Yahoo Answers is shutting down on May 4th, 2021 (Eastern Time) and beginning April 20th, 2021 (Eastern Time) the Yahoo Answers website will be in read-only mode. There will be no changes to other Yahoo properties or services, or your Yahoo account. You can find more information about the Yahoo Answers shutdown and how to download your data on this help page.

Trending News

Promoted
Jesus
Jesus asked in Science & MathematicsMathematics · 10 years ago

Need help with simple induction proof... 10 pts!?
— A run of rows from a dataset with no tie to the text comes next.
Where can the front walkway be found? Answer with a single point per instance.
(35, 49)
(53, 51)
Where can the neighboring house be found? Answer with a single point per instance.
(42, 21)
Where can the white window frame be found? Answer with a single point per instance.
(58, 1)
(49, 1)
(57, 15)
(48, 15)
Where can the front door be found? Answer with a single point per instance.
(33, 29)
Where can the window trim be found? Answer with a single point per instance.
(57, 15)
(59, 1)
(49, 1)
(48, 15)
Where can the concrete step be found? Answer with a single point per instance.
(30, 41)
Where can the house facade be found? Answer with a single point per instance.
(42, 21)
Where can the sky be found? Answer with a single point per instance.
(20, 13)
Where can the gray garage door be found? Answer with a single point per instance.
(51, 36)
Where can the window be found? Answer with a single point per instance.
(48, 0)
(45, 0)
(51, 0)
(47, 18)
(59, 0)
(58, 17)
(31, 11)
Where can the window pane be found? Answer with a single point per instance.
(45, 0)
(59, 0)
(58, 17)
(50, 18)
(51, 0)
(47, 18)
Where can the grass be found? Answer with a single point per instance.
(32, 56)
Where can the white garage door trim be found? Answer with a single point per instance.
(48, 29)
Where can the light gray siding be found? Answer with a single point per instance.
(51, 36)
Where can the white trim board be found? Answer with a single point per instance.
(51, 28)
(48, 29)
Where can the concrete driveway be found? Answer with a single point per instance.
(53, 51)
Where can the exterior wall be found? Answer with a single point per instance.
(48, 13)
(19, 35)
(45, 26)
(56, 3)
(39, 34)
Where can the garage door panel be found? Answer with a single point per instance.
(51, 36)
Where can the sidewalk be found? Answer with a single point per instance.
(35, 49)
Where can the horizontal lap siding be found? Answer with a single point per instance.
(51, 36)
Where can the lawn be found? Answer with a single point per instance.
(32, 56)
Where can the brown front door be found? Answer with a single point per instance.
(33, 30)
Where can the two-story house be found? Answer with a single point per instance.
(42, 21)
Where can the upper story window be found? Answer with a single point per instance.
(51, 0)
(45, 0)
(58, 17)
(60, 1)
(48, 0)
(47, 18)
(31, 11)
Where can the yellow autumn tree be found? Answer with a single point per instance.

Got a test coming up, and I need some help with a practise question... Need to prove this by induction:

Reccurence relation: m_i = m_(i-1) + m(i - 3) + 1, i >= 3

Initial conditions: m_0 = 1, m_1 = 2, m_2 = 3

Prove m_i >= 2^(i/3)

(note: m_i means i is subscript to m)

Thanks guys!

2 Answers

Relevance
  • quintic
    Lv 6
    10 years ago
    Favorite Answer

    We will prove the stronger result, P(n), that m_n ≥ 3^(n/3), for all n ≥ 0.

    Base case:

    P(0) is true, since 1 ≥ 3^0 = 1.

    P(1) is true, since 2 ≥ 3^(1/3), since 2³ ≥ 3.

    P(2) is true, since 3 ≥ 3^(2/3).

    Note that 3^(2/3) > 2 <=> 3² > 2³. We will need this result below.

    Now we show that, for n > 2, P(n-3) and P(n-1) together imply P(n).

    m_n = m_(n-1) + m_(n-3) + 1 ≥ 3^((n-1)/3) + 3^((n-3)/3) + 1, by the induction hypothesis.

    = 3^((n-3)/3) (3^(2/3) + 1) + 1

    > 3^(n/3) + 1, since 3^(2/3) > 2.

    Hence, by mathematical induction, P(n) is true for all n ≥ 0.

    Thus m_i ≥ 3^(i/3) ≥ 2^(i/3), for all i ≥ 0.

    (This is a form of strong induction, sometimes called complete induction; see the first link below.)

    Table of value for n, m_n, 3^(n/3), 2^(n/3), for n = 0, 1, ... 10:

    0, 1, 1.0, 1.0

    1, 2, 1.44224957031, 1.25992104989

    2, 3, 2.08008382305, 1.58740105197

    3, 5, 3.0, 2.0

    4, 8, 4.32674871092, 2.51984209979

    5, 12, 6.24025146916, 3.17480210394

    6, 18, 9.0, 4.0

    7, 27, 12.9802461328, 5.03968419958

    8, 40, 18.7207544075, 6.34960420787

    9, 59, 27.0, 8.0

    10, 87, 38.9407383983, 10.0793683992

    11, 128, 56.1622632224, 12.6992084157

    12, 188, 81.0, 16.0

    13, 276, 116.822215195, 20.1587367983

    14, 405, 168.486789667, 25.3984168315

    15, 594, 243.0, 32.0

    16, 871, 350.466645585, 40.3174735966

    17, 1277, 505.460369002, 50.796833663

    18, 1872, 729.0, 64.0

    19, 2744, 1051.39993675, 80.6349471933

    20, 4022, 1516.381107, 101.593667326

    Source(s): http://www.cs.uiuc.edu/class/sp09/cs173/Lectures/l... http://oeis.org/A077868
  • ?
    Lv 4
    5 years ago

    we are able to coach by employing mathematical induction: First we practice that fact is actual for n = a million a million^3 - a million = 0 Now we practice that if fact is actual for n = ok-a million, then it is likewise actual for n = ok actual for n = ok-a million: (ok-a million)^3 - (ok-a million) is divisible by employing 6 (ok-a million)^3 - (ok-a million) = ok^3 - 3k^2 + 3k - a million - ok + a million = ok^3 - ok - 3k^2 + 3k = ok^3 - ok - 3k(ok - a million) ok^3 - ok = (ok-a million)^3 - (ok-a million) + 3k(ok - a million) Now (ok-a million)^3 - (ok-a million) is divisible by employing 6 and 3k(ok - a million) is divisible by employing the two 3 and a pair of (considering one in all ok or ok-a million is even) ok^3 - ok is sum of two numbers divisible by employing 6 consequently ok^3 - ok is divisible by employing 6 So, by employing mathematical induction, fact is actual for all n >= a million

Still have questions? Get your answers by asking now.